In short, industry lobbyists are back to trying to hoodwink the investing public into believing salespeople are really advisers, sales pitches are really advice, and an obligation to make recommendations that are suitable, but not optimum, is really a best interest standard.

Assuming, however, that the 5th Circuit ruling stands, despite having no basis in fact or law, that will have huge implications for how the SEC proceeds with its own regulatory proposal.

If brokers are merely the salespeople they claimed to be in court, the SEC has a moral obligation to make that distinction crystal clear to the investing public. Only those firms who clearly label their representatives as salespeople and their services as investment sales should continue to qualify for the broker-dealer exclusion from the Investment Advisers Act. For the SEC to do less would be to give its seal of approval to clearly deceptive business practices.

If, however, brokers are really the commission-based advisers they’ve been selling themselves as for decades, then they need to be regulated accordingly. And that means adopting an approach that recognizes the corrosive effects of conflicts of interest on the quality of advice.

With rumors swirling that the SEC is just months, or even weeks, away from releasing its regulatory proposal, we will see how the agency has chosen to resolve this dilemma.

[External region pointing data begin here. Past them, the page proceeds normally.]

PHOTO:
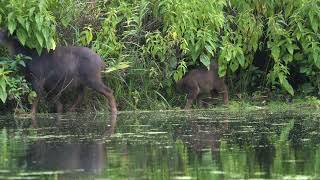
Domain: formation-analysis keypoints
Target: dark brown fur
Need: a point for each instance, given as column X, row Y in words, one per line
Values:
column 203, row 81
column 65, row 68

More, we will see whether SEC Chairman Jay Clayton is capable of doing what none of his predecessors going back two decades has been able to do: craft a tough and flexible standard that will raise the quality of advice offered by broker-dealers and investment advisers alike so that all such advisers truly act in their customers’ best interests.

That is what investors reasonably expect when they turn to financial professionals for advice about their investments, and they deserve nothing less.

Barbara Roper is the director of financial protection for the Consumer Federation of America and lead advocate for the DOL Fiduciary Rule.